These kinds of activities have been seized upon by RSF members and supporters who are fighting a propaganda war on social media. Every day, they try to convince people of the RSF’s magnanimity.
Yet insecurity persists in Nyala and the other areas the RSF now controls. Its fighters and allied militiamen are still travelling around with weapons on motorbikes, stealing from people, and sometimes even killing them.
A few weeks ago, a friend of mine lost his brother, a rickshaw driver, in Nyala. The driver was at a market when two RSF-aligned militiamen asked him to take them to a northern neighbourhood. When they arrived, they shot him dead and took his vehicle.
“We don’t see shells and missiles, but we don’t have any safety,” my friend told me when describing the incident. “You may be moving around, and you may face your death at any moment. You cannot go and report it because there is no mechanism to do so.”
Standing against the division of Sudan
While the lack of justice and accountability is perhaps the bleakest prospect of an RSF-ruled Darfur, it is hard to imagine how a genocidal militia will go about putting together any kind of functioning government.
How are they going to help businesses operate when there are no banks? How are they going to pay government workers their salaries? Will they be running police stations and the judicial system?
What are they going to do to rebuild the towns, cities, and villages that their own forces have wrecked? Government buildings have been destroyed, so who is going to pay to fix them?
To take full control of Darfur, the RSF will also need to capture North Darfur state. Yet various non-Arab rebel groups have promised to support the army if the RSF tries to do this.
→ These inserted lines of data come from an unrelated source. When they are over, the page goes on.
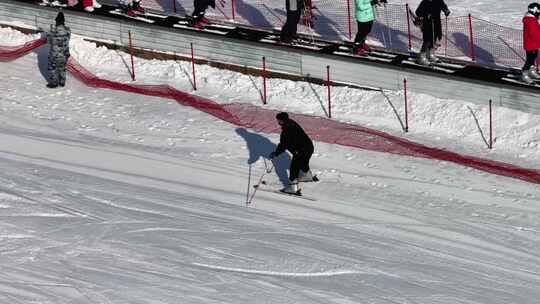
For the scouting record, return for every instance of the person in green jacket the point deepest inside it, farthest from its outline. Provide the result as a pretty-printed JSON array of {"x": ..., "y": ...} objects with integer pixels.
[{"x": 365, "y": 16}]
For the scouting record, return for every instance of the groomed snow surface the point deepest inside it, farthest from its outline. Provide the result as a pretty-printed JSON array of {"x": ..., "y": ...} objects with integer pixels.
[{"x": 110, "y": 197}]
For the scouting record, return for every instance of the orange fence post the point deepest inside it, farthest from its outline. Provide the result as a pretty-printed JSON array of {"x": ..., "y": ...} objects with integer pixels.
[
  {"x": 490, "y": 124},
  {"x": 406, "y": 105},
  {"x": 264, "y": 80},
  {"x": 473, "y": 55},
  {"x": 409, "y": 26},
  {"x": 328, "y": 89},
  {"x": 193, "y": 67},
  {"x": 131, "y": 54},
  {"x": 349, "y": 18}
]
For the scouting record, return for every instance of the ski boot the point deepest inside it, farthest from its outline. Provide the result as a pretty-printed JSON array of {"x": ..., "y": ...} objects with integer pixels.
[
  {"x": 422, "y": 59},
  {"x": 526, "y": 77},
  {"x": 306, "y": 177},
  {"x": 136, "y": 6},
  {"x": 292, "y": 188},
  {"x": 359, "y": 50},
  {"x": 533, "y": 73},
  {"x": 432, "y": 57}
]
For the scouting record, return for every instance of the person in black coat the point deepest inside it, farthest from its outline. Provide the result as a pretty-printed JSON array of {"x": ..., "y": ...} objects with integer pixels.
[
  {"x": 295, "y": 140},
  {"x": 199, "y": 11},
  {"x": 429, "y": 19},
  {"x": 294, "y": 12}
]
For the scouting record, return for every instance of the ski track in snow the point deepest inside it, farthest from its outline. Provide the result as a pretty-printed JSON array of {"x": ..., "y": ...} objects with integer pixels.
[
  {"x": 141, "y": 200},
  {"x": 281, "y": 274}
]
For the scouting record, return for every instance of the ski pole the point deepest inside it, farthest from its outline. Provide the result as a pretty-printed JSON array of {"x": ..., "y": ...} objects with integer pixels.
[{"x": 268, "y": 169}]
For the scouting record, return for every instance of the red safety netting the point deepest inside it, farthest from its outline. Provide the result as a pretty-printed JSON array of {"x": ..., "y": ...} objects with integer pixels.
[
  {"x": 262, "y": 120},
  {"x": 9, "y": 53},
  {"x": 321, "y": 129},
  {"x": 164, "y": 91},
  {"x": 492, "y": 44}
]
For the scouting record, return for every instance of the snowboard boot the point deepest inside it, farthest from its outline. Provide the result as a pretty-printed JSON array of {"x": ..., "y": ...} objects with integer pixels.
[
  {"x": 292, "y": 188},
  {"x": 306, "y": 177},
  {"x": 422, "y": 59},
  {"x": 526, "y": 77}
]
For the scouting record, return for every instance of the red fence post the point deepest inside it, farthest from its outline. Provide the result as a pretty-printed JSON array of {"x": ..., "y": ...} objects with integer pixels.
[
  {"x": 328, "y": 86},
  {"x": 193, "y": 67},
  {"x": 473, "y": 55},
  {"x": 264, "y": 80},
  {"x": 131, "y": 53},
  {"x": 350, "y": 19},
  {"x": 490, "y": 124},
  {"x": 233, "y": 9},
  {"x": 406, "y": 105},
  {"x": 409, "y": 26},
  {"x": 446, "y": 38}
]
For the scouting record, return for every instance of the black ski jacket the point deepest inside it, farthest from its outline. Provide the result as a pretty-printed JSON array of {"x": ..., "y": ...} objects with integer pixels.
[
  {"x": 294, "y": 5},
  {"x": 294, "y": 139},
  {"x": 430, "y": 13},
  {"x": 205, "y": 3}
]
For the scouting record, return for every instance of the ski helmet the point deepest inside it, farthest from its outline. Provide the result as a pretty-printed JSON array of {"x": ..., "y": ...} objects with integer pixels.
[{"x": 534, "y": 8}]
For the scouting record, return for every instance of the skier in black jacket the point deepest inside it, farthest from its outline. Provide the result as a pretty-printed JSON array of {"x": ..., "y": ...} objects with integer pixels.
[
  {"x": 294, "y": 12},
  {"x": 429, "y": 18},
  {"x": 295, "y": 140},
  {"x": 200, "y": 9}
]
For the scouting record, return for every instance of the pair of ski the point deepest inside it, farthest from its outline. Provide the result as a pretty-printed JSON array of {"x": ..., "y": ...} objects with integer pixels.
[
  {"x": 298, "y": 194},
  {"x": 138, "y": 15}
]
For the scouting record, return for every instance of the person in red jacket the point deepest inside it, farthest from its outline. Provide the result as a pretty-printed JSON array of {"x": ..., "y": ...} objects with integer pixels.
[{"x": 531, "y": 42}]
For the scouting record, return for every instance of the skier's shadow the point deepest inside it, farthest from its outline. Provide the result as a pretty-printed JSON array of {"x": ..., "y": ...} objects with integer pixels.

More bloody battles like those in West Darfur likely loom.
To avoid these nightmarish scenarios, we must use our voices to stand against this conflict and against the division of Sudan, advocating instead for a civilian government that rules the whole country equitably.
A key job of such a government would be to hold the warring parties accountable for what they have done since April. The memories of Ardamata’s Abdo Idriss, the residents of Hasahisa, and the rickshaw drive from Nyala, all deserve nothing less.
*Name has been changed for security reasons.
Edited by Philip Kleinfeld.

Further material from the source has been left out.